Deposition is defined as oral response to questions. It is common that a personal injury lawyer Naperville IL trusts will also type up interrogatories, a long list of questions you have already supplied them with answers to. Just like actors need to stick with the script on a stage or screen, it is wise for you to review this material before you are interviewed by the opposing attorney. If you do not chose your words carefully, you could contradict yourself. In rare instances, you could be videotaped. Ask your attorney if this is likely. Either way, some find practicing in front of a mirror or having someone videotape some common questions can help you project confidence.
Here are some simple tips to breeze through a Personal Injury Deposition with minimal stress:
1. Remember this is not a conversation! It is a scripted interview where every word will be recorded by a court reporter. Never give them an essay, simply a short sentence that only covers specifically what was asked.
2. Take some breaths. After a question is asked, two things should occur. You should mentally replay every word of the question. If anything is confusing, ask for them to clarify.
3. If they mention a specific accident, procedure, test or doctor visit ask if you can review documents they are referencing: A. police report B. medical record C. deposition already done on physician or accident witness. A personal injury lawyer will show you some documents that will be relevant in your specific case.

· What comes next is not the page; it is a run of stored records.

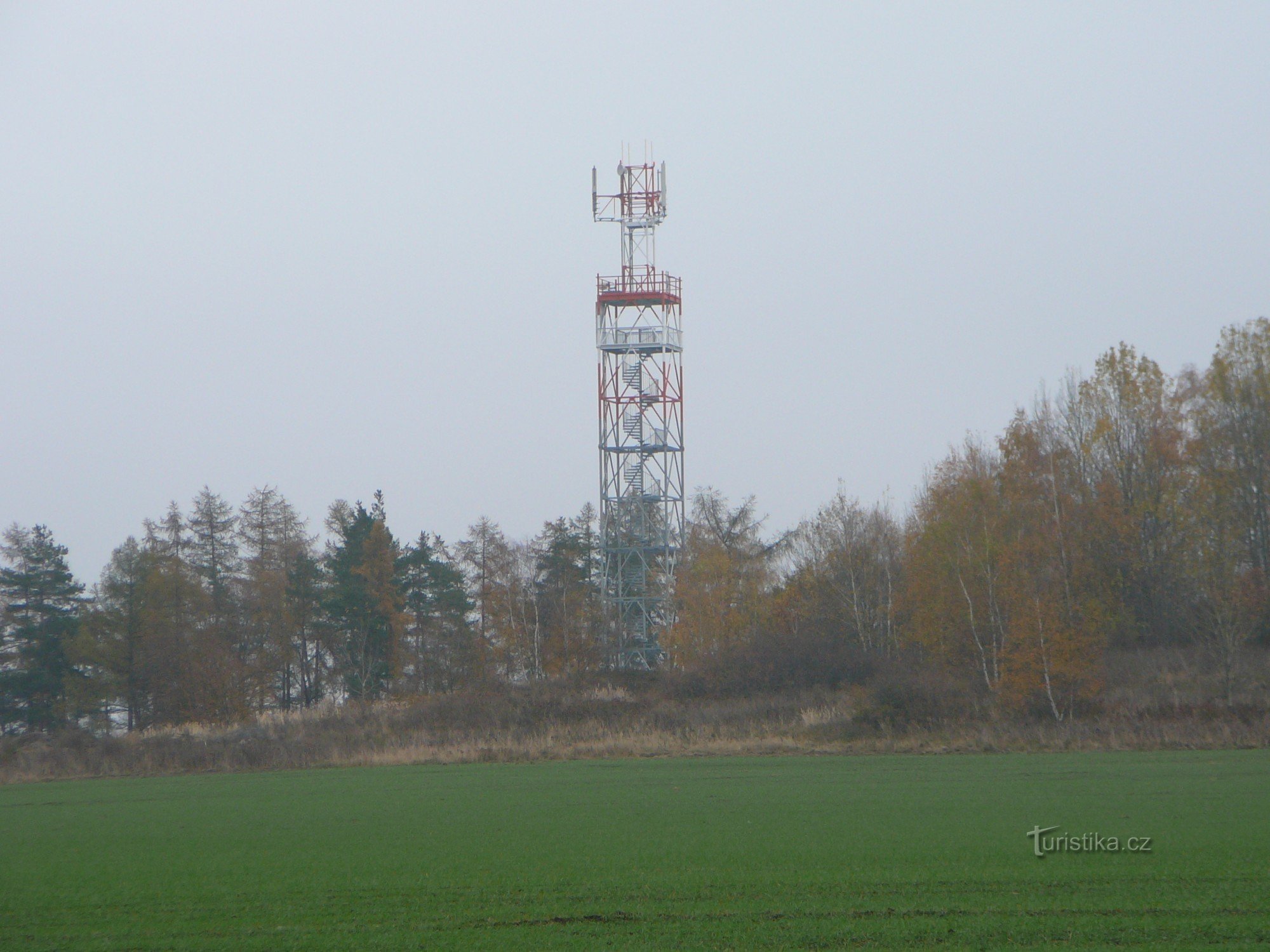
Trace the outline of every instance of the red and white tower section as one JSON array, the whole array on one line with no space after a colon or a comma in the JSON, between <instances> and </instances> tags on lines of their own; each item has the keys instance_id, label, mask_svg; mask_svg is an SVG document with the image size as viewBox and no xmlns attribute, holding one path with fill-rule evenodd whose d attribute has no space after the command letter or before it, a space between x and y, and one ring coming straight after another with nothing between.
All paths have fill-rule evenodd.
<instances>
[{"instance_id":1,"label":"red and white tower section","mask_svg":"<svg viewBox=\"0 0 1270 952\"><path fill-rule=\"evenodd\" d=\"M683 329L679 279L657 269L665 162L617 166L596 221L621 226L621 273L599 275L599 533L610 663L652 668L674 621L683 539Z\"/></svg>"}]
</instances>

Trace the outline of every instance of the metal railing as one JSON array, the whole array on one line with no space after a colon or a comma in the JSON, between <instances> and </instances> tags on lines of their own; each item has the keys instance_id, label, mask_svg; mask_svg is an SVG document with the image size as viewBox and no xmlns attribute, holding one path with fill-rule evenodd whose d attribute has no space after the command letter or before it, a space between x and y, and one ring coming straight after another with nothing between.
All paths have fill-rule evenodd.
<instances>
[{"instance_id":1,"label":"metal railing","mask_svg":"<svg viewBox=\"0 0 1270 952\"><path fill-rule=\"evenodd\" d=\"M664 324L645 327L599 327L596 347L683 347L683 331Z\"/></svg>"},{"instance_id":2,"label":"metal railing","mask_svg":"<svg viewBox=\"0 0 1270 952\"><path fill-rule=\"evenodd\" d=\"M596 291L605 294L648 294L657 297L679 297L682 281L665 272L639 272L596 278Z\"/></svg>"}]
</instances>

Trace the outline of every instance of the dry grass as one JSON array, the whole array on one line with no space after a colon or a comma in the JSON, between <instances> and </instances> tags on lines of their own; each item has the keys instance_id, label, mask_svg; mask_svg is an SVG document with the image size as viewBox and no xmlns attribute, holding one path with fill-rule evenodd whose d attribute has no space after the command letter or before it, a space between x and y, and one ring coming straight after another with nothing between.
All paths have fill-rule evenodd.
<instances>
[{"instance_id":1,"label":"dry grass","mask_svg":"<svg viewBox=\"0 0 1270 952\"><path fill-rule=\"evenodd\" d=\"M1133 661L1130 659L1129 665ZM321 704L246 724L124 736L0 739L0 783L69 777L719 754L1160 750L1270 746L1265 703L1199 702L1190 660L1160 656L1130 691L1069 722L897 712L869 689L677 697L667 685L564 683L376 704ZM1184 696L1181 687L1186 687Z\"/></svg>"}]
</instances>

4. Don’t be tempted to “fill in the gaps.” It’s normal to not have exact recall of events that were traumatic or that happened long ago. It is better to say, “I do not recall that doctor visit,” than to keep going if you don’t have good recall of the visit in question. It’s alright to admit if you don’t remember something! If you make a mistake, simply say, “I misspoke, Can we go back to the last question, so I can clarify?”
5. Be alert to patterns in the questions. One tactic is for the opposing counsel to ask you a series of “easy” questions that all require “yes” responses. Then they could throw in a difficult question that you could blurt out “yes” to also, if not paying close attention
6. Just because they ask a “Yes,” or “No,” question you may respond with a short phrase instead of being pressured to respond with only “Yes” or “No.” Say your case involves a leg injury to your right leg from an accident. If you responded, “Not that I recall,” to the question, “Have you ever injured your right leg before?” instead of “No,” then if the other side finds medical records of a long-ago sport accident to that same leg that can be clarified. Once you say, “No,” the other side can try to suggest to the judge or jury you are not telling the truth or your recall is poor.
7. Every hour or so, request a break for water, snacks or the bathroom. Just like a coach carefully times when a team uses a “time-out,” you can plan these to occur when the process is the most stressful or confusing.